Polyamine-mediated resistance of uropathogenic Escherichia coli to nitrosative stress

Abstract

During the course of a urinary tract infection, substantial levels of nitric oxide and reactive nitrogen intermediates are generated. We have found that many uropathogenic strains of Escherichia coli display far greater resistance to nitrosative stress than the K-12 reference strain MG1655. By selecting and screening for uropathogenic E. coli transposon mutants that are unable to grow in the presence of acidified nitrite, the cadC gene product was identified as a key facilitator of nitrosative stress resistance. Mutation of cadC, or its transcriptional targets cadA and cadB, results in loss of significant production of the polyamine cadaverine and increased sensitivity to acidified nitrite. Exogenous addition of cadaverine or other polyamines rescues growth of cad mutants under nitrosative stress. In wild-type cells, the concentration of cadaverine produced per cell is substantially increased by exposure to acidified nitrite. The mechanism behind polyamine-mediated rescue from nitrosative stress is unclear, but it is not attributable solely to chemical quenching of reactive nitrogen species or reduction in mutation frequency.

FIG. 1.

The effect of 3 mM ASN on growth of E. coli strains UTI89 and MG1655. Fresh stationary phase starter cultures were subcultured 1:100 into 100 mM MES-buffered LB (pH 5) with or without added ASN. The cultures were grown with constant shaking at 37°C, and the OD₆₀₀ values were determined at the indicated times.

FIG. 2.

CadC expression from pPH2200 complements the mutant phenotype of the cadC transposon mutant, and ΔcadA, -B, and -C UTI89 mutants are attenuated for growth in the presence of 3 mM ASN. (A) ODs were determined 24 h after subculture into media containing 3 mM ASN and 1 mM IPTG, plus 50 μg of ampicillin/ml for the plasmid-bearing strain. (B) ODs were determined 24 h after subculture into medium containing 3 mM ASN. Bars show means ± the standard deviation of three replicates.

FIG. 3.

Rescue of the ΔcadA mutant by polyamines. (A) ODs of cultures with (+) or without (−) 3 mM ASN and with or without the indicated polyamines at 17 h after subculture with UTI89 or the isogenic ΔcadA mutant. This time point captures wild-type UTI89 (+ASN) in exponential growth phase and shows that spermine and spermidine are more effective than either cadaverine or putrescine in rescuing bacterial growth in ASN. Wild-type UTI89 and the polyamine-supplemented ΔcadA mutant all eventually recover fully in the presence of ASN, whereas the unsupplemented ΔcadA mutant invariably fails to multiply appreciably with ASN present. Bars show means ± the standard deviation of three replicates. (B) In the absence of ASN, wild-type and ΔcadA mutant cultures have very similar growth kinetics, and the addition of 3 mM cadaverine (cad) has little effect on bacterial growth. The datum points show the means of three replicates. For clarity, error bars are not shown, but the standard deviation for all points is less than 0.03 OD₆₀₀ units.

FIG. 4.

Quantitation of cadaverine production. (A) Comparison of total cadaverine generated by MG1655, UTI89, and the ΔcadA UTI89 mutant grown for 3 h in unsupplemented MES-buffered LB (pH 5). (B) Time course of cadaverine produced per CFU of wild-type UTI89 with or without added 1 mM ASN in the media. Bars show means ± the standard deviation of three replicates. ✽, Cadaverine levels below the minimal level of detection for the assay.

FIG. 5.

Cadaverine does not rescue growth of ΔcadA UTI89 in ASN by quenching RNI activity. (A) Diagram of the experimental protocol used.
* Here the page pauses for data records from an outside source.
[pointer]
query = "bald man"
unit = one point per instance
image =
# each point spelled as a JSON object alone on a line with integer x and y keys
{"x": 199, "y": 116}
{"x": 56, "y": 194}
The final concentrations of both ASN and cadaverine in the indicated cultures were 3 mM. (B) ΔcadA UTI89 grows normally in MES-LB (pH 5) (⧫) but fails to multiply in the presence of 3 mM ASN (▪). Coincubating ASN with cadaverine for 12 h prior to addition of bacteria did not reduce its inhibitory activity (○) and actually rendered the medium slightly more attenuating to growth of the ΔcadA mutant than media in which there was no prior coincubation of ASN with cadaverine (▴). These results were consistent in three separate experiments and indicate that the protective effect of cadaverine is not via an RNI quenching mechanism.

FIG. 6.

Cadaverine does not abrogate the mutagenic effects of ASN. Wild-type UTI89 and the ΔcadA mutant were grown in MES-LB (pH 5) with or without 1 mM ASN for 24 h prior to plating on selective (plus 100 μg of rifamycin/ml) and nonselective LB agar. Mutation frequencies were determined by dividing the number of rifamycin-resistant colonies by the total number of bacteria present in each sample. Bars show the means ± the standard deviation of three replicates.